321111Mary Ellen Fean is a Shannon-based poet whose work has appeared in The SHOp, The Clare Champion, Revival magazine and elsewhere, and she has read her work widely. Long-listed for the Desmond O’Grady Poetry Prize in 2012, she is the organiser of the poetry event at the Sixmilebridge, Co. Clare annual music festival.



Childhood was spent
waiting, for the world to find us
in this place of stern-faced women
where good advice was abundant,
but never enough love.

And always the talk of hay and the weather
the price of everything,
and what if we never left this place,
had to wear sensible shoes and
be those girls who read at Sunday mass –
what if?

In summer the land dried and we sat
in the orchard writing love-letters, with
all the foolish things we’d never say:
‘Love you always,’ and ‘Love forever’ –
They would never be read. All the time
staying close to the dark house.



The Jewish girls keep their heads down,
studiously, all the time their eyes on
the prize.

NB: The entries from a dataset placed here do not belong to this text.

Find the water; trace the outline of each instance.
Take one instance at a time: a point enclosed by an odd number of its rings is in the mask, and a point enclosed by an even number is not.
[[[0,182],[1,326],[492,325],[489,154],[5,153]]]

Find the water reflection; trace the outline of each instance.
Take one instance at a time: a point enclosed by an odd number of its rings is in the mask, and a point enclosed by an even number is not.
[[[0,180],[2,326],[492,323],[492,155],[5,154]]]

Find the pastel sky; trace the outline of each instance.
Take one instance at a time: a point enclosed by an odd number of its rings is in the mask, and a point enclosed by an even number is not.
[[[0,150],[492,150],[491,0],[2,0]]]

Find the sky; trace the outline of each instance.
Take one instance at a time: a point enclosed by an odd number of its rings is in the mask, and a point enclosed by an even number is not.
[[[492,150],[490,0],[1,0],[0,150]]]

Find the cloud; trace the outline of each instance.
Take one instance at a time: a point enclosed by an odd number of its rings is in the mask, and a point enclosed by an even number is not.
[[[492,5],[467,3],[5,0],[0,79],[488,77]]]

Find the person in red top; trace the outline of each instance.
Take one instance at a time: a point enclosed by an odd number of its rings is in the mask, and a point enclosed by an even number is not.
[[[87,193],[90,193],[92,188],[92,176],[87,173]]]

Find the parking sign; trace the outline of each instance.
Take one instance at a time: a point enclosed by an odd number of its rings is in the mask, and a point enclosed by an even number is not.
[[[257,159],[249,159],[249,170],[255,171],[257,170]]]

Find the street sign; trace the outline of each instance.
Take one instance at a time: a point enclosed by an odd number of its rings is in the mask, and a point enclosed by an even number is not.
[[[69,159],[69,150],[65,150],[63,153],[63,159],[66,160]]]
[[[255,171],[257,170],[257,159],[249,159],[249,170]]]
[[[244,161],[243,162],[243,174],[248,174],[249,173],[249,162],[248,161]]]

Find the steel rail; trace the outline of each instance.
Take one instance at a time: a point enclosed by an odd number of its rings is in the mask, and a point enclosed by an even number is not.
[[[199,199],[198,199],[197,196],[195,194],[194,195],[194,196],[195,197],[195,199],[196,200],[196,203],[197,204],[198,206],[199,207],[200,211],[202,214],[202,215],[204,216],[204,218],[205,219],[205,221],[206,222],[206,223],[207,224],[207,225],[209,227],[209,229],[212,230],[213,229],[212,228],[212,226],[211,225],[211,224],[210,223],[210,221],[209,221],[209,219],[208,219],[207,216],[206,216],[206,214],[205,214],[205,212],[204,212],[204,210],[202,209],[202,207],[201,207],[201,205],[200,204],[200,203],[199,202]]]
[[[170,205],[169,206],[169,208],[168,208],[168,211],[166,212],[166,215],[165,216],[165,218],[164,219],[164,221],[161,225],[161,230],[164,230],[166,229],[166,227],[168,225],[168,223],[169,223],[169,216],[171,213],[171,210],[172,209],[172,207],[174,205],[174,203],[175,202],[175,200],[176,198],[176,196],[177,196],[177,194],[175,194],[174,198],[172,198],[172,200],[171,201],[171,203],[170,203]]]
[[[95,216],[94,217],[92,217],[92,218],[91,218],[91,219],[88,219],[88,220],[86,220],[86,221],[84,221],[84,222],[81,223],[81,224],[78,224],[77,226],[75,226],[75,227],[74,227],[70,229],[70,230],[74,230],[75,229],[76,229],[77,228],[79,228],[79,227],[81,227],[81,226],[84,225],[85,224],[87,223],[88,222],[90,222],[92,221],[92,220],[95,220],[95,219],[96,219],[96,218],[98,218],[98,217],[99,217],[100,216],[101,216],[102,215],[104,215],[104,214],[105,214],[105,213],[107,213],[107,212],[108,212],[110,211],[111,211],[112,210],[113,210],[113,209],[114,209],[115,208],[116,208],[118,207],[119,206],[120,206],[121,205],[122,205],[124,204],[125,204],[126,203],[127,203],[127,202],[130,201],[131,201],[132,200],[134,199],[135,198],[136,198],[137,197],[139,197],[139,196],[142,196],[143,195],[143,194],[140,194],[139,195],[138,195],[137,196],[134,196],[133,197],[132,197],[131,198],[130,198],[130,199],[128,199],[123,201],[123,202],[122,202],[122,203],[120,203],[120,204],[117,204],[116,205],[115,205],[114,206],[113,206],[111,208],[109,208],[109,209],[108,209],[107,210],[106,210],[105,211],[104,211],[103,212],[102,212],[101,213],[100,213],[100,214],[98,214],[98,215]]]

Shielded from the whispers,
they have earned the promised land.

the white girls practise their delicate
blushes, like carefully nurtured blooms,
they are assured of all the prizes.

The black girls work and pray.
they live in stealth, with nothing to barter,
nothing to exchange for their lives.
‘Look away’ say the white women in the
light of day.  They are everywhere, in their
stiff, cotton bonnets, black girls hanging
from the cedar trees.


*Between the years 1886 and 1957, two thousand people were lynched by in the United States of America; 150 of those were women, four of them were pregnant.  In 1905, Jenni Steers from Louisiana was accused of offering a glass of poisoned lemonade to a white girl.  She was killed by a local lynch-mob.